Python — Regional write and read with fallback

import boto3
from botocore.exceptions import ClientError
from datetime import datetime, timezone

# Cada região tem seu próprio cliente
REGIONS = ["us-east-1", "eu-west-1", "ap-southeast-1"]
HOME_REGION = "us-east-1"  # região onde conteúdo é publicado

clients = {
    region: boto3.resource("dynamodb", region_name=region)
    for region in REGIONS
}

def get_local_table(region: str):
    return clients[region].Table("content-table")


def publish_content(content_id: str, title: str, content_type: str, body: str) -> dict:
    """
    Publica conteúdo na região home (us-east-1).
    DynamoDB replica automaticamente para eu-west-1 e ap-southeast-1.

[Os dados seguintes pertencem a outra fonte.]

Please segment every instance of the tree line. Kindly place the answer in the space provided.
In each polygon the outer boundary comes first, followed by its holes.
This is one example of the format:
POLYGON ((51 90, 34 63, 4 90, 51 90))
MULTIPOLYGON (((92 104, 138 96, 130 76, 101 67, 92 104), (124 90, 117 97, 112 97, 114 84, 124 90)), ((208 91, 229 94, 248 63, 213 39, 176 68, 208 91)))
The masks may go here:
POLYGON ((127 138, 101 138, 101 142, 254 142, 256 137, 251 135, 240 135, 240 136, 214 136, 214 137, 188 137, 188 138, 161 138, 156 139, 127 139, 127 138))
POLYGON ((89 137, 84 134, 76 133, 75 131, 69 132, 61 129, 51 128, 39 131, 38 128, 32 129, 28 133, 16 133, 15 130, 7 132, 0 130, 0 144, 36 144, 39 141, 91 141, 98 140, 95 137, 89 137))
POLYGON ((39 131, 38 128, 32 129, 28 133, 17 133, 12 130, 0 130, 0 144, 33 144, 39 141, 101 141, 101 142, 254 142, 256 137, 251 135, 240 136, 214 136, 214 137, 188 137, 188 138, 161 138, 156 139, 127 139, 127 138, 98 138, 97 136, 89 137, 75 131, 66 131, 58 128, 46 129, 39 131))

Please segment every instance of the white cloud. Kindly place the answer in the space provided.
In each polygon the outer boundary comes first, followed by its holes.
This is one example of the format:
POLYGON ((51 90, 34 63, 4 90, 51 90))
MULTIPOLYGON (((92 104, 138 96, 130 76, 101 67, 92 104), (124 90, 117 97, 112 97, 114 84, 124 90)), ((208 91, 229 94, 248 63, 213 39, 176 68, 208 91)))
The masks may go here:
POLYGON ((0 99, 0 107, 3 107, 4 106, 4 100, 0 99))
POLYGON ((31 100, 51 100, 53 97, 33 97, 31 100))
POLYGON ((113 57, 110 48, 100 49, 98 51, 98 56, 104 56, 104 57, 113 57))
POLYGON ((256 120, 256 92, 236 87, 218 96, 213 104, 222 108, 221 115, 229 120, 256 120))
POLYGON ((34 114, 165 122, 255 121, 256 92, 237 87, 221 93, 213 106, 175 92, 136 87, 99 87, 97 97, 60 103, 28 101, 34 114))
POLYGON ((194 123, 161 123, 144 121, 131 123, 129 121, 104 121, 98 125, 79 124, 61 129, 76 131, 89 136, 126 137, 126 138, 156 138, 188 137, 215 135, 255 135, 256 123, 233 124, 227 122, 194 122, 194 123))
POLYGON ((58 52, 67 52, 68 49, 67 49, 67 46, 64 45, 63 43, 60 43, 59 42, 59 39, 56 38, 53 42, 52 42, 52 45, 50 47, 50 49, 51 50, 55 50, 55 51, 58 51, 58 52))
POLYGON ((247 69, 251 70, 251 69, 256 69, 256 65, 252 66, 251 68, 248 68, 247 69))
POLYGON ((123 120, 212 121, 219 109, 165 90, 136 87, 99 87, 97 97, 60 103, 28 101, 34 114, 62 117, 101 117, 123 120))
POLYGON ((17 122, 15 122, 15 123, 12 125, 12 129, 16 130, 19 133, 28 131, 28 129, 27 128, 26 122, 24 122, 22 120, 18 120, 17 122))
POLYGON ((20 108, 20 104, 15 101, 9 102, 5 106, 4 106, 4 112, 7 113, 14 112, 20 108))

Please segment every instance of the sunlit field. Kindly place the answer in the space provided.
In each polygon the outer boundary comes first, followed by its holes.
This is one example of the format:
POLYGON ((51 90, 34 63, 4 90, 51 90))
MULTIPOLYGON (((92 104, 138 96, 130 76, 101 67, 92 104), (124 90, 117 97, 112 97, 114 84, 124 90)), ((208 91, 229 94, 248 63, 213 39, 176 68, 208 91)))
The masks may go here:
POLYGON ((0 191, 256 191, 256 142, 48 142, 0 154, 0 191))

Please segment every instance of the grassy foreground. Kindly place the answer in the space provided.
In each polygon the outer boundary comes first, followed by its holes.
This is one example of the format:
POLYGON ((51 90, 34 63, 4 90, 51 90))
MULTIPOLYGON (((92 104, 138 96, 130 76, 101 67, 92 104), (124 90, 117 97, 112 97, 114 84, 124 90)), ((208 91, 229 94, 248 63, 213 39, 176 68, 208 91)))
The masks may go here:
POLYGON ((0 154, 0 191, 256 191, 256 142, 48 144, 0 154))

    ATENÇÃO: leituras em outras regiões após este write podem ser
    eventually consistent — podem retornar dado stale por alguns milissegundos
    a segundos dependendo da ReplicationLatency.
    """
    table = get_local_table(HOME_REGION)
    now = datetime.now(timezone.utc).isoformat()

    table.put_item(
        Item={
            "PK": f"CONTENT#{content_id}",
            "SK": "METADATA",
            "contentId": content_id,
            "title": title,
            "contentType": content_type,
            "body": body,
            "publishedAt": now,
            "status": "PUBLISHED",
            # Região de origem — útil para filtrar Stream records por região
            "originRegion": HOME_REGION,
        },
        # put-if-not-exists
        ConditionExpression="attribute_not_exists(PK)",
    )
    return {"contentId": content_id, "publishedAt": now}


def get_content(content_id: str, preferred_region: str) -> dict | None:
    """
    Lê conteúdo da réplica local ao usuário.
    Se a réplica local estiver indisponível, tenta home region.

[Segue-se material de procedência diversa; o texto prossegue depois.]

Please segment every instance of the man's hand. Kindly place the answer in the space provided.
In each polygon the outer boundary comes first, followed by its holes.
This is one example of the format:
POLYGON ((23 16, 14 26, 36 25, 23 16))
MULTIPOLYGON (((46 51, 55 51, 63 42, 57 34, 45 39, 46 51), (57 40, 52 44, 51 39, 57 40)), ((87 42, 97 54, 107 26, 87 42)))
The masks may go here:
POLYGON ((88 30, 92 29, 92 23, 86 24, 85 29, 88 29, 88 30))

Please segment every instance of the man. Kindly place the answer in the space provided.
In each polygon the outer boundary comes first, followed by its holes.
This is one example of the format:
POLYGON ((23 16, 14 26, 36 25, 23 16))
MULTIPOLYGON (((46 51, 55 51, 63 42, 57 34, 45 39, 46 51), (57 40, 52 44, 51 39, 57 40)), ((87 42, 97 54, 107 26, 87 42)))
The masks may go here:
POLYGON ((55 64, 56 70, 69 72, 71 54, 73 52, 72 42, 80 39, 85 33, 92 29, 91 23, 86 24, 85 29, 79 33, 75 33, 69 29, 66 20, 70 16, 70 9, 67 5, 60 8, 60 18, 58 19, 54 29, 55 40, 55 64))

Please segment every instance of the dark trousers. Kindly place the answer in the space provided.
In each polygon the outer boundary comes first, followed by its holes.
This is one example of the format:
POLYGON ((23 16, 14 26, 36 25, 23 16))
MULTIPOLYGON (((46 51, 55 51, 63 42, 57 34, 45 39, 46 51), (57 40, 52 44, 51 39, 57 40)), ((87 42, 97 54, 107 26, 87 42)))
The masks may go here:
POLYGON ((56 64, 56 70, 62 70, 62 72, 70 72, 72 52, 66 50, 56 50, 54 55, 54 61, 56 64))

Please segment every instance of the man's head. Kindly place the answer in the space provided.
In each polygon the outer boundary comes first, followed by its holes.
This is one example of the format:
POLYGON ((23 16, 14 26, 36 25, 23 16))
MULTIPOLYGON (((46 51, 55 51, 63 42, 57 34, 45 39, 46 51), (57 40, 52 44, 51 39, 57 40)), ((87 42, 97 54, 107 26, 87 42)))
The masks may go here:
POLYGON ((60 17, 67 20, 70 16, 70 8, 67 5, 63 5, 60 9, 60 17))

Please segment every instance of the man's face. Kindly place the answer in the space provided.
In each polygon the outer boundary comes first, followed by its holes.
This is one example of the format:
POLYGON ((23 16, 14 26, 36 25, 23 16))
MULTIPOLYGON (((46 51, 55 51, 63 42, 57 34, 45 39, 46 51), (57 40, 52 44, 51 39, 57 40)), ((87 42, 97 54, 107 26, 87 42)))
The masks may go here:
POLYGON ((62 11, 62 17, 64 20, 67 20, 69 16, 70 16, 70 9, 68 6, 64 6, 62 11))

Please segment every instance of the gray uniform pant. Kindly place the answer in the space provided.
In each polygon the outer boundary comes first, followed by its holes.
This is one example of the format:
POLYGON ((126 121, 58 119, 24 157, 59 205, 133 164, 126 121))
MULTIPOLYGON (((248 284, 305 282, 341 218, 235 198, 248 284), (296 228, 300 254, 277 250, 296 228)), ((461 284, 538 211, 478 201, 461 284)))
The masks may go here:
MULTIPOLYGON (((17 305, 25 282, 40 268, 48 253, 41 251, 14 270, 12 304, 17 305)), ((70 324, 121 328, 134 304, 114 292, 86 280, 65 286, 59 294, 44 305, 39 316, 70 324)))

    Para conteúdo publicado recentemente, pode retornar dado stale
    (ReplicationLatency tipicamente < 1 segundo para regiões próximas).
    """
    regions_to_try = [preferred_region]
    if preferred_region != HOME_REGION:
        regions_to_try.append(HOME_REGION)

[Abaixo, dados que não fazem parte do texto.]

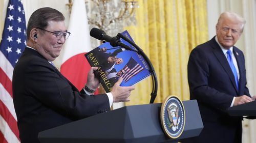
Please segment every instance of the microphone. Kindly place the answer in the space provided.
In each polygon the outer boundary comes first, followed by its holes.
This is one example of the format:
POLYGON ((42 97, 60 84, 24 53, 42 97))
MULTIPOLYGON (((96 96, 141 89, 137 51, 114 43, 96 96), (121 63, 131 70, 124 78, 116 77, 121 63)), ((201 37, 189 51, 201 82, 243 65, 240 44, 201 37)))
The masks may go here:
POLYGON ((137 52, 137 51, 132 49, 129 46, 121 42, 120 38, 116 36, 111 37, 106 35, 106 33, 102 30, 97 28, 93 28, 90 32, 90 35, 92 37, 96 38, 99 40, 104 40, 106 42, 110 42, 111 46, 113 47, 121 46, 127 50, 137 52))

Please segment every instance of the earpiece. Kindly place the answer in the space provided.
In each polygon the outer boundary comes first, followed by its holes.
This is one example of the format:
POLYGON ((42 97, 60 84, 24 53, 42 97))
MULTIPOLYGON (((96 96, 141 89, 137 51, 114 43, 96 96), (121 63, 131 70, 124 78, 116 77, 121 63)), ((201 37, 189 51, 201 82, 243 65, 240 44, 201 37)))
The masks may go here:
POLYGON ((35 39, 37 38, 37 35, 36 34, 35 34, 35 35, 34 35, 34 40, 35 40, 35 39))

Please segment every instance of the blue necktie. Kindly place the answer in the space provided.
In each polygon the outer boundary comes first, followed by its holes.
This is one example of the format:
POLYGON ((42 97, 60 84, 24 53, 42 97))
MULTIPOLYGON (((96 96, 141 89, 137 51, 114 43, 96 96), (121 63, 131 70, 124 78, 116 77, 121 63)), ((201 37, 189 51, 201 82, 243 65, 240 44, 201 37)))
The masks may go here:
POLYGON ((229 64, 229 66, 230 66, 232 72, 234 74, 234 80, 236 81, 236 84, 237 84, 237 87, 238 90, 239 90, 239 82, 238 82, 238 73, 237 72, 237 70, 234 67, 234 63, 233 63, 233 60, 232 60, 231 52, 230 49, 228 49, 227 51, 227 61, 228 61, 228 64, 229 64))

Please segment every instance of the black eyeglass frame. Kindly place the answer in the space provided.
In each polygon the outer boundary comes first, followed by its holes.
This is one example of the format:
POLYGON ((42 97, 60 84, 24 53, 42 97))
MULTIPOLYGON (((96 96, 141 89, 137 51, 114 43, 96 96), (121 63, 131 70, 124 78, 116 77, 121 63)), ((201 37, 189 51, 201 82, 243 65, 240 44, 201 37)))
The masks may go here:
POLYGON ((70 35, 71 33, 70 32, 65 32, 65 33, 63 33, 62 32, 51 32, 51 31, 48 31, 48 30, 46 30, 45 29, 43 29, 43 28, 40 28, 40 27, 36 27, 37 29, 39 29, 39 30, 42 30, 42 31, 46 31, 46 32, 48 32, 50 33, 51 33, 53 35, 54 35, 55 36, 56 36, 56 38, 57 38, 57 40, 59 40, 61 39, 61 38, 64 37, 64 39, 65 40, 67 40, 69 36, 70 35), (60 34, 60 35, 59 35, 59 34, 60 34), (68 36, 67 36, 67 35, 68 35, 68 36), (58 36, 60 36, 60 37, 58 39, 58 36))

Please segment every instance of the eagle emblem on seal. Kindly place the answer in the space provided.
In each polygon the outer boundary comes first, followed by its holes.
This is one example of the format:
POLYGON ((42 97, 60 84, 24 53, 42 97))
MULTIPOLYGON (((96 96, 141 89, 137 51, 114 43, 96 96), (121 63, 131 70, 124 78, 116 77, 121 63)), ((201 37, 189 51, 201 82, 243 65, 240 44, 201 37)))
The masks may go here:
POLYGON ((170 122, 169 127, 174 131, 179 129, 180 118, 179 117, 179 107, 177 105, 172 102, 167 108, 168 117, 170 122))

    for region in regions_to_try:
        try:
            response = get_local_table(region).get_item(
                Key={"PK": f"CONTENT#{content_id}", "SK": "METADATA"},
            )
            item = response.get("Item")
            if item:
                return item
        except ClientError as e:
            if e.response["Error"]["Code"] in (
                "ProvisionedThroughputExceededException",
                "ServiceUnavailable",
            ):
                # Tenta próxima região
                continue
            raise

    return None


def record_user_favorite(
    user_id: str,
    content_id: str,
    user_region: str,
) -> None:
    """
    Favorito do usuário é escrito na réplica local ao usuário.
    Não há conflito esperado (um usuário opera em uma região por vez).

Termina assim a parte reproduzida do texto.